Afrijping van de kuilmaïs: situatie op 12 oktober

Dit bericht werd geplaatst in Nieuws, Praktijkonderzoek op .

Uit de gegevens van de staalnames van afgelopen vrijdag blijkt dat de maïs verder afrijpt aan een snelheid van 1 tot 3%. Op de meeste plaatsen is de bemonstering gestopt omdat het proefveld geoogst werd.  Sommige regio’s worden niet meer vertegenwoordigd in de gemiddelde cijfers.  De gemiddelde droge stof gehaltes van 34% zijn uiteraard enkel nog representatief voor de echt laat gezaaide of traag groeiende maïs.

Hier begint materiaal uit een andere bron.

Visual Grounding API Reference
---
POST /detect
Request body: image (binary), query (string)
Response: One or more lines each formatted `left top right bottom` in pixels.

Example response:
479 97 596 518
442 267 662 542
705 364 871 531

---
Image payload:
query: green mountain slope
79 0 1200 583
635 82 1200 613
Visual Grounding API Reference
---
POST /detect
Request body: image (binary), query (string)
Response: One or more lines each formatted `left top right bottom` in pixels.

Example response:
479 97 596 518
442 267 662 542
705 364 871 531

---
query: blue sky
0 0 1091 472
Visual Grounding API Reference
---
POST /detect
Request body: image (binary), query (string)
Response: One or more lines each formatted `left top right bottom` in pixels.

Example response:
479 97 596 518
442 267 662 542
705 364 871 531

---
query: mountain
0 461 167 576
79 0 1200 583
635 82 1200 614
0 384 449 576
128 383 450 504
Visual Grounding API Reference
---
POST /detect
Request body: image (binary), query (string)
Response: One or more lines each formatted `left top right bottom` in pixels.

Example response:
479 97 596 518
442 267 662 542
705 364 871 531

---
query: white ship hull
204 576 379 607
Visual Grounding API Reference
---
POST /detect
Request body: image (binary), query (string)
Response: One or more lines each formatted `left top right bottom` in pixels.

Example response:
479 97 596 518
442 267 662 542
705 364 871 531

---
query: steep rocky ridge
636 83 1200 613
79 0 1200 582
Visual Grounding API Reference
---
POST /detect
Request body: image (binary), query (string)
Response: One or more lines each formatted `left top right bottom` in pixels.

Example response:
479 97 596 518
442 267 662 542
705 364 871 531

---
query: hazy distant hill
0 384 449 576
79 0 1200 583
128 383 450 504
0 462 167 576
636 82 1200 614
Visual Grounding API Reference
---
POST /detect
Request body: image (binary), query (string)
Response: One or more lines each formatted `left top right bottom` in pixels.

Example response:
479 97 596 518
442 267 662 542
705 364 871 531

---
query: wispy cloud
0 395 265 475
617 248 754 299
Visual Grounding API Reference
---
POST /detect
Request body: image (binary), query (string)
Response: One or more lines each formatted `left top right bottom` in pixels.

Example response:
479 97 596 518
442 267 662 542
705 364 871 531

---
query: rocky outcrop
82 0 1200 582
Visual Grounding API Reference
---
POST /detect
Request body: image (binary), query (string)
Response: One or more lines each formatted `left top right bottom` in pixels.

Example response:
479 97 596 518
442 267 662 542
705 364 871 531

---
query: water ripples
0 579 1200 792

In de Limburgse Kempen is de meeste kuilmaïs geoogst. In de Antwerpse Kempen zal nog iets meer laat gezaaide maïs staan. De meeste van de nog resterende hakselmaïs staat momenteel in Oost- en West-Vlaanderen.  De meeste van deze percelen mogen nu zeker geoogst worden. De goede zomer en de lange stabiele nazomer hebben heel veel goed gemaakt voor de maïs maar daar is nu duidelijk een eind aan gekomen. Het weer is ons de laatste dagen niet echt gunstig gezind. De overvloedige regenval zal waarschijnlijk voor problemen zorgen bij de oogst van de resterende maïs. Hopelijk volgen er nog voldoende droge periodes om de maïs alsnog in goede omstandigheden van het veld te krijgen. Te lang wachten heeft echter geen zin omdat er in de tweede helft van oktober meestal meer kans is op een verslechtering van de omstandigheden dan op een verbetering. Hevige windvlagen kunnen bovendien nog voor bijkomende verliezen zorgen.